Her nose wrinkled. “Sebastian, I smell wine.”

“But there’s so much underneath it.” He held it up and let the scents wash over him. What he loved was the complexity, the warring scents that blended somehow to make the vintage. “Lime. Crisp green apple with the hint of wet rocks.”

She smiled, the sight somehow going straight to his dick. “Wet rocks? I’m not sure that sounds appetizing.”

Because she didn’t understand the exercise. “Wine is about the land it comes from. This Riesling is from the Columbia Valley in Washington State.”
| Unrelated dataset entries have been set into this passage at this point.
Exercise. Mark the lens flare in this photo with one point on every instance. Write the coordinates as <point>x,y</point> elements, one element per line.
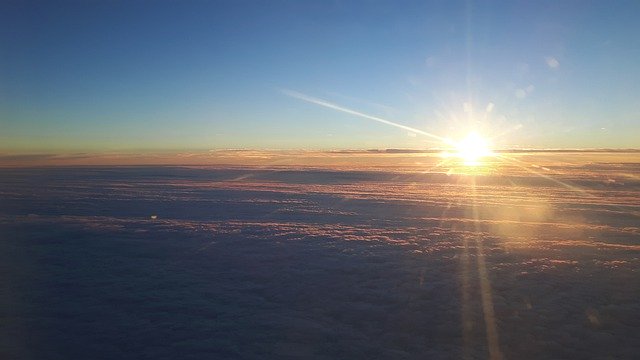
<point>472,149</point>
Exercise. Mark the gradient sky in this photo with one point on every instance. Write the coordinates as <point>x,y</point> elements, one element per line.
<point>198,75</point>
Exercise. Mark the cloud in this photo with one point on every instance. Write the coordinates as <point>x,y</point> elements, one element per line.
<point>322,263</point>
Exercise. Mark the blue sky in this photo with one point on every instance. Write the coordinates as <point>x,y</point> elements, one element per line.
<point>143,75</point>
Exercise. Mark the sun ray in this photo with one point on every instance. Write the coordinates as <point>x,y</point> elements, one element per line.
<point>317,101</point>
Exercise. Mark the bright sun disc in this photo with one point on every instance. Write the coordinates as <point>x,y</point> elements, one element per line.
<point>472,148</point>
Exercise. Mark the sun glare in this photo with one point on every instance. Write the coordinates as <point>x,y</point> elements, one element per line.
<point>472,149</point>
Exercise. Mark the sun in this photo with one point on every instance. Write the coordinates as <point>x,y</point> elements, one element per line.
<point>472,149</point>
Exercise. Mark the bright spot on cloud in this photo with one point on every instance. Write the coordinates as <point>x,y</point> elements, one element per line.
<point>522,93</point>
<point>552,62</point>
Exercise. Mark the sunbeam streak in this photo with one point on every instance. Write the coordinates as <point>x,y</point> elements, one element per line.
<point>317,101</point>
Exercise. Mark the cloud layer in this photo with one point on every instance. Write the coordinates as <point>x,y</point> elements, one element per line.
<point>200,263</point>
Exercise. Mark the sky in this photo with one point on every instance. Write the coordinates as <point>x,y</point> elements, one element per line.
<point>104,76</point>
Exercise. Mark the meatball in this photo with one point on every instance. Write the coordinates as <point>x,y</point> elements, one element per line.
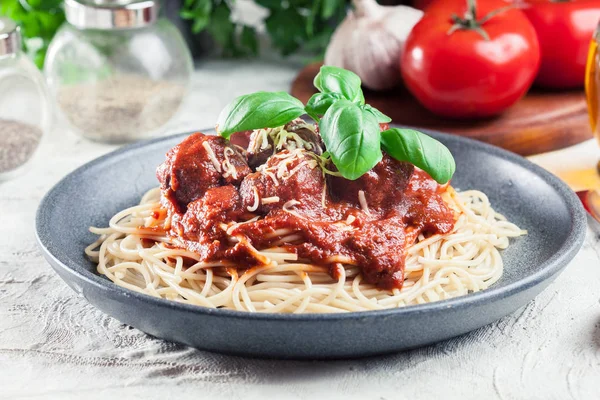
<point>287,176</point>
<point>383,184</point>
<point>201,223</point>
<point>296,134</point>
<point>197,164</point>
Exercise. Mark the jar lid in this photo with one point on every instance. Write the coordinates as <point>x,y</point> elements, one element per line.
<point>113,14</point>
<point>10,37</point>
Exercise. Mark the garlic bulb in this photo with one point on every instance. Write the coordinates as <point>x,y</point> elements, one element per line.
<point>370,41</point>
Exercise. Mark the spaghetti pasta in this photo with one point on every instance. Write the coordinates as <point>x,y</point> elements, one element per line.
<point>438,267</point>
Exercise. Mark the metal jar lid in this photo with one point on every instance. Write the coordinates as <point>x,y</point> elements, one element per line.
<point>113,14</point>
<point>10,37</point>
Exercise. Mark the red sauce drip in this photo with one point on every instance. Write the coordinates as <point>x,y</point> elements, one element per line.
<point>324,213</point>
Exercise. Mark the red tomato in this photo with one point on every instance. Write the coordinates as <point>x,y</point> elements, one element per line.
<point>564,30</point>
<point>462,74</point>
<point>421,4</point>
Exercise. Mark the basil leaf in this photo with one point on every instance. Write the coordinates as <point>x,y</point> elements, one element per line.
<point>420,150</point>
<point>338,80</point>
<point>319,103</point>
<point>352,137</point>
<point>258,110</point>
<point>381,117</point>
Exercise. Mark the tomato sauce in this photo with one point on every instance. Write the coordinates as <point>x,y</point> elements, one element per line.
<point>296,196</point>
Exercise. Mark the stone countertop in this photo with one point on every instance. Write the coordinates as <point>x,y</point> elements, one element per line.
<point>54,345</point>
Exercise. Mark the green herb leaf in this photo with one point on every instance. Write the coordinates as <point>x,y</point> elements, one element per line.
<point>258,110</point>
<point>319,103</point>
<point>420,150</point>
<point>352,137</point>
<point>381,117</point>
<point>338,80</point>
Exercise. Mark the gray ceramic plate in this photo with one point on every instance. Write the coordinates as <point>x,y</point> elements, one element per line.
<point>526,194</point>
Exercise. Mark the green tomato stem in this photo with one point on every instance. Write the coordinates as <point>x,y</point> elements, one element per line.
<point>470,22</point>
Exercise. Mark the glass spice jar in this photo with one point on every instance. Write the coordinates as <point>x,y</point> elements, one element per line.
<point>118,72</point>
<point>25,113</point>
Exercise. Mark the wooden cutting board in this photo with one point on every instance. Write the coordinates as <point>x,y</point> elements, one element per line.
<point>542,121</point>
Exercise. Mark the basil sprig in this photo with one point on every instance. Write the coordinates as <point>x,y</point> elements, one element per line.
<point>420,150</point>
<point>349,128</point>
<point>351,136</point>
<point>258,110</point>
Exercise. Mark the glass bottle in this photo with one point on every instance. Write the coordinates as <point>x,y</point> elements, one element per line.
<point>24,109</point>
<point>117,71</point>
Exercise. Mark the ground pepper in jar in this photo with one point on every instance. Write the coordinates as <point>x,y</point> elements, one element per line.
<point>18,142</point>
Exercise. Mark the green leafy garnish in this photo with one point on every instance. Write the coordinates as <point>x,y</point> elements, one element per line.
<point>420,150</point>
<point>349,128</point>
<point>351,136</point>
<point>339,80</point>
<point>318,104</point>
<point>258,110</point>
<point>381,117</point>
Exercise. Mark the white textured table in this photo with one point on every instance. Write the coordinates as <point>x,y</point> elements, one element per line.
<point>53,344</point>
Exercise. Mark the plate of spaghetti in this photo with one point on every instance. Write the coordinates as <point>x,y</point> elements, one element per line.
<point>278,236</point>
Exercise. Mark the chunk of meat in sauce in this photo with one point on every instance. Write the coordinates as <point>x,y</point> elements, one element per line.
<point>286,176</point>
<point>301,135</point>
<point>379,247</point>
<point>197,164</point>
<point>201,222</point>
<point>383,185</point>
“I thought you only liked European wines.”

Everyone thought he was a snob. “Not at all. I appreciate many different types of wine. I love an Argentine Malbec and a French Bordeaux. One of my favorite wines to drink is a shitass strawberry wine sold in boxes in convenience stores around Southern Georgia. It costs seven dollars a box, and that’s a big box.”

“Seriously? I would not have taken you for a lover of cheap hooch. I’ve never even seen you drink a beer.”